Des aides fédérales et cantonales dès le 1er janvier 2021

Après sa rencontre le 8 janvier avec le collectif Loisirs Genève, Nathalie Fontanet, conseillère d’Etat chargée temporairement du Développement économique, réagit: «Malheureusement, c’est un secteur qui, comme d’autres, tels les fitness, est passé entre les mailles du filet.» Hormis les RHT (réduction de l’horaire de travail), les APG (allocation pour pertes de gain) et les aides au paiement des loyers commerciaux (uniquement en cas d’accord du bailleur), cette branche ne bénéficie d’aucune indemnisation. Et ce, malgré les fermetures obligatoires. Pour y remédier, un projet de loi général est en cours d’élaboration. «Mes équipes y travaillent d’arrache-pied depuis le 4 janvier», indique la conseillère d’Etat. Le projet de loi distingue différentes situations: «D’une part celles susceptibles d’entrer dans la catégorie des cas de rigueur, avec une volonté d’assouplir les conditions d’éligibilité. Le critère principal étant celui d’une baisse de plus de 40% du chiffre d’affaires sur le long terme.»

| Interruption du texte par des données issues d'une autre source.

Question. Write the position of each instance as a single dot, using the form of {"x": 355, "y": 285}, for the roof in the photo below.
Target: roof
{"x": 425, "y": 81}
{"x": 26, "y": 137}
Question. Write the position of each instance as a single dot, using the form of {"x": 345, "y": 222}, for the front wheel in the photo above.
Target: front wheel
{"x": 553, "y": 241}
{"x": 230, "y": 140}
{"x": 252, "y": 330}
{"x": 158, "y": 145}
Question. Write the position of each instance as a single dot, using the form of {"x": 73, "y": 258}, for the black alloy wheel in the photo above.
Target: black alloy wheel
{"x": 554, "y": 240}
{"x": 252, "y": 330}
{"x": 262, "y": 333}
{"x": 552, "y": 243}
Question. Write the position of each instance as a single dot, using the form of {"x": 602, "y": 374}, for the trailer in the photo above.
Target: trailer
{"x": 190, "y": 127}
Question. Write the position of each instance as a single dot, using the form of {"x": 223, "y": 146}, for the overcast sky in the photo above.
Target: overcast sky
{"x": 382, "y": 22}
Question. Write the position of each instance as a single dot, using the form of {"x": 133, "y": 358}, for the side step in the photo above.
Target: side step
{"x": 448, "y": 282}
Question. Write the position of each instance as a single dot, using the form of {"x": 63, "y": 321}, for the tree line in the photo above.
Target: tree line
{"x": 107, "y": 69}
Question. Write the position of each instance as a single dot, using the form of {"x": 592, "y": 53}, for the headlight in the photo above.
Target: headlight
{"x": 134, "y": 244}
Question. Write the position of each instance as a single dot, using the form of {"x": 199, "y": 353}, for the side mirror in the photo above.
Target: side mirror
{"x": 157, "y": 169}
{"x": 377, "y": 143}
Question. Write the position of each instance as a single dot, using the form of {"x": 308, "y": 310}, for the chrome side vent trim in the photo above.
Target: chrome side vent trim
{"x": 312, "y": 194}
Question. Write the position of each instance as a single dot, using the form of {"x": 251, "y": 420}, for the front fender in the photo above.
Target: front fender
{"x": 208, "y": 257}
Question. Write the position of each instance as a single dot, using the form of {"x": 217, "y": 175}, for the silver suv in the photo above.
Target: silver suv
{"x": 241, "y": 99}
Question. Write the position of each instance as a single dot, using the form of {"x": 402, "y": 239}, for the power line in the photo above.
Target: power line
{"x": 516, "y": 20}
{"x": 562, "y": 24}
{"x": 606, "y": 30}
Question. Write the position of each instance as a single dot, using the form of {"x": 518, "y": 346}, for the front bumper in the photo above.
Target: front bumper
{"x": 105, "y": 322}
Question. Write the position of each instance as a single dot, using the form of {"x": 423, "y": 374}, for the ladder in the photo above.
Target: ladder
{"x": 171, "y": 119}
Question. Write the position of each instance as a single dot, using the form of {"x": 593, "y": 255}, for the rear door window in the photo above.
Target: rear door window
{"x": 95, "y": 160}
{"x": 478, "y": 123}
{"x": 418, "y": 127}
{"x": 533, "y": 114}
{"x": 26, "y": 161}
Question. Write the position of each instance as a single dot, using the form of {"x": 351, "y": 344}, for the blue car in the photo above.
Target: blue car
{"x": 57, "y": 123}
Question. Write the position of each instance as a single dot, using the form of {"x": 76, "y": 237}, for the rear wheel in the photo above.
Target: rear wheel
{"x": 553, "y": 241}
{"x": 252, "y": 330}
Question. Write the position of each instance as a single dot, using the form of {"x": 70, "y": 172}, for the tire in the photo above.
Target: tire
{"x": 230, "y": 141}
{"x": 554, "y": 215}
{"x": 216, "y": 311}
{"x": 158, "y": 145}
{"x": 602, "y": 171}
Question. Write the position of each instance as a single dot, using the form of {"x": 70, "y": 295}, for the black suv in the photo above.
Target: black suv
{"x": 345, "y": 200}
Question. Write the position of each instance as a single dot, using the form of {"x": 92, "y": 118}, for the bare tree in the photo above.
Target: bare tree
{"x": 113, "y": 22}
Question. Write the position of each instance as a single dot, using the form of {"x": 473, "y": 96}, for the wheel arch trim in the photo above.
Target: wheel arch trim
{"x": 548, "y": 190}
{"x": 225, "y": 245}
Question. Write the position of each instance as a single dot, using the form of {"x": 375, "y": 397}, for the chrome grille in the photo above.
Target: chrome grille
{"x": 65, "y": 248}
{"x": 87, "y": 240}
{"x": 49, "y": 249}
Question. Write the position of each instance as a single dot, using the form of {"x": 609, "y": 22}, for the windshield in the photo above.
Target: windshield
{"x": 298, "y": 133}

«Ce secteur doit être aidé»

Si le secteur des loisirs n’a pas été considéré pour faire partie de ces cas de rigueur dans un premier temps, l’objectif est de l’intégrer et de lui permettre ainsi de bénéficier d’aide provenant en partie de Berne (deux tiers contre un tiers financé par le Canton). Une façon de se décharger sur la Confédération? «Pas du tout! insiste Nathalie Fontanet. Il s’agit de profiter de la participation financière fédérale à l’aide versée par le Canton. Les entreprises du loisir sont essentielles pour le tourisme, pour les affaires et pour nos enfants. C’est aussi un secteur que l’on doit aider.»

Pour compléter, le projet de loi général prévoit également des aides financières cantonales. «On pense aux sociétés qui ont débuté leur activité récemment et ne peuvent s’appuyer sur un chiffre d’affaires précédent; à celles qui n’ont pas fermé mais ont vu leur activité chuter ou à ceux qui ont été touchés de manière indirecte, tels que les grossistes», détaille-t-elle. Le projet de loi devrait être présenté au Conseil d’Etat mercredi 13 ou 20 janvier afin d’être adopté lors de la plénière du Grand Conseil du 28 et 29 janvier. Et de pouvoir s’appliquer au 1er janvier 2021. Sans rétroactivité sur 2020.